After the game we picked up our boy and had a wonderful lunch as a family—something we have not done since he moved out of the house in early January. He looked good and healthy and actually seemed glad to be with us. We went to a Mexican restaurant where the service was slow, the food was mediocre, but the conversation flowed like fresh water. My favorite part, of course, was a bit of laughter and watching J’s million dollar smile spread across his face.

I loved being with my whole family. They are beautiful, amazing and definitely individual people. After lunch, we dropped J off, took M to a friend’s house and came home for the afternoon. I then experienced the icing on the cake for a Sunday. I curled up like a cat, purred in the sunshine and took the Sabbath seriously with a dead-to-the-world, good old-fashioned nap. Ahhh. What could be better?

So, I declare yesterday my Mother’s Day. I’m not sure I could ask for much more. Today I share my anniversary of 20 years with a wonderful man, my children are safe and healthy, I feel rested and at peace, there are flowers blooming outside and fresh tulips in my kitchen and yesterday God shined his light on me. Call me Crazy. Call me Simple. Or, how about this?—Call me Mom.

Sunday
Apr292007

Enter to Win


Last chance to enter a comment (or simple hello) at 100 Ordinary Posts and win exclusive and beautiful note cards from H3 Images (i.e. my favorite photographer).

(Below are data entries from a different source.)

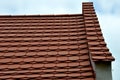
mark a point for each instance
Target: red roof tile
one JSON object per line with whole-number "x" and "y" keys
{"x": 51, "y": 46}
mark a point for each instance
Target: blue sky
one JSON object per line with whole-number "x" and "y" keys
{"x": 108, "y": 13}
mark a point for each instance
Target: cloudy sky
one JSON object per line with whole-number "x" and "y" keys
{"x": 108, "y": 12}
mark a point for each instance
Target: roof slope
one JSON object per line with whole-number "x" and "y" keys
{"x": 50, "y": 47}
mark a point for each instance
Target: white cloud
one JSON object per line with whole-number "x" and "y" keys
{"x": 40, "y": 6}
{"x": 108, "y": 6}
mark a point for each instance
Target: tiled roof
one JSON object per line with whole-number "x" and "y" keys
{"x": 51, "y": 47}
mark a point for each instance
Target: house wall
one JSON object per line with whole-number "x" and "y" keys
{"x": 103, "y": 70}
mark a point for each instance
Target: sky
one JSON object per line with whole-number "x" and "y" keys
{"x": 108, "y": 12}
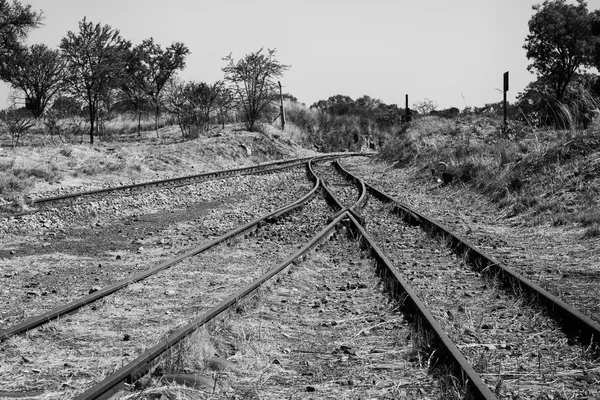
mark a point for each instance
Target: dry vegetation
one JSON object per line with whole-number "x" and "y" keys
{"x": 48, "y": 162}
{"x": 544, "y": 175}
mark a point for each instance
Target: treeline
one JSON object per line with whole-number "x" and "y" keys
{"x": 97, "y": 73}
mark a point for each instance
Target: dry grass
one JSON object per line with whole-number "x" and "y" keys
{"x": 544, "y": 175}
{"x": 28, "y": 169}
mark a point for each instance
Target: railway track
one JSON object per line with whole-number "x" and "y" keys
{"x": 74, "y": 197}
{"x": 354, "y": 299}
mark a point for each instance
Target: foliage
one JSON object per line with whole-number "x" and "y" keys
{"x": 17, "y": 121}
{"x": 151, "y": 67}
{"x": 37, "y": 71}
{"x": 194, "y": 102}
{"x": 95, "y": 64}
{"x": 16, "y": 20}
{"x": 560, "y": 41}
{"x": 253, "y": 80}
{"x": 538, "y": 106}
{"x": 425, "y": 107}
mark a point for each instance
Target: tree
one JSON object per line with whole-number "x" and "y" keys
{"x": 223, "y": 104}
{"x": 150, "y": 69}
{"x": 95, "y": 64}
{"x": 560, "y": 41}
{"x": 425, "y": 107}
{"x": 336, "y": 105}
{"x": 16, "y": 20}
{"x": 254, "y": 82}
{"x": 37, "y": 71}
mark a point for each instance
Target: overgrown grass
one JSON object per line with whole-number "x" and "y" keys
{"x": 331, "y": 133}
{"x": 546, "y": 174}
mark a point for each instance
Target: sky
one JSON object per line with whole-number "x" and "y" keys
{"x": 453, "y": 52}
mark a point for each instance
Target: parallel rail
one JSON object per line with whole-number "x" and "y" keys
{"x": 190, "y": 179}
{"x": 57, "y": 312}
{"x": 448, "y": 353}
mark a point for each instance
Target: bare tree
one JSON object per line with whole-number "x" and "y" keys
{"x": 95, "y": 63}
{"x": 16, "y": 20}
{"x": 425, "y": 107}
{"x": 157, "y": 66}
{"x": 254, "y": 82}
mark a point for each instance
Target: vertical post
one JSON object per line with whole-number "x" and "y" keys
{"x": 504, "y": 100}
{"x": 281, "y": 107}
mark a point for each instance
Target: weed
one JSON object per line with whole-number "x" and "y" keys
{"x": 590, "y": 219}
{"x": 592, "y": 232}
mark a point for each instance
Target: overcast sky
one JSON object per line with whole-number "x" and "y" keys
{"x": 453, "y": 52}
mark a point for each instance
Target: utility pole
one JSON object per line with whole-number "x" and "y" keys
{"x": 281, "y": 107}
{"x": 504, "y": 101}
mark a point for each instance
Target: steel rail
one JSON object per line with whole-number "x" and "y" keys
{"x": 462, "y": 369}
{"x": 337, "y": 205}
{"x": 143, "y": 362}
{"x": 410, "y": 302}
{"x": 573, "y": 322}
{"x": 280, "y": 164}
{"x": 90, "y": 298}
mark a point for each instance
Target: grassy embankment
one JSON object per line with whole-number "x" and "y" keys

Winner to be announced Tuesday, May 1.

Sunday
Apr292007

Refusal to Journey

“The refusal to begin our journey doesn’t keep us from having one.” Julia Cameron The Sound of Paper

“Where are you at?” is the question posed in today’s reading by Julia Cameron. I am sitting in my bed on a Sunday morning once again contemplating whether or not to go to church. What is church anyway? It feels pretty holy here in my bed surrounded by my books, a candle lit, silence allowing for thoughts and meditation. But I digress. Where am I? I am sitting in the middle of my life. A life that has been full but at times has felt wasted, especially now that I see the potential and am open to the joy and expanse around me. But, you can’t go back and honestly I do not have regrets; for every moment has brought me to be the woman I am today. So, where am I?

The most present thought is that I have a month before me more open and waiting than I have had in a long time. I have finished my work at the graduate school for the year and I do not have a Soltura trip planned until the end of the month. The possibilities are wide open. So what shall I do? My writing instructor has suggested I send a piece to a couple of places for publication. Terrifying! Rejection looms on the horizon. Cameron says, “It is not the start, it is the finish that troubles us.” If I do not move, however, I may miss out not only on rejection, but on the possibility of success. This feels like when I considered returning to school a few of years ago. What if I could not do it? And, yet here I sit a full year after graduation, diploma in hand.

What do I fear? Missing out on something? Being hurt? Rejection? Those old words of ‘not good enough’ rattle around inside me. The conversation is running in my head. If you don’t start, how can you finish? If you don’t try, how will you ever know what you are capable of? If you don’t submit an article, how can it ever be published? Can I practice what I preach? I wrote just yesterday to Antony that “I don't think "calling" is past its time until we are toes up in the tulips.” So, if writing is my calling (at least for today), I guess I better keep at it.

So, one last look at the question “where am I?” I am sitting with the month of May before me. I am excited to have some space and time to reflect, to garden, to hang out with my family and maybe even to write a little and, even riskier, put a few writings out there for consideration. Whew!

After all, the journey will happen whether I think I’ve started down the road or not.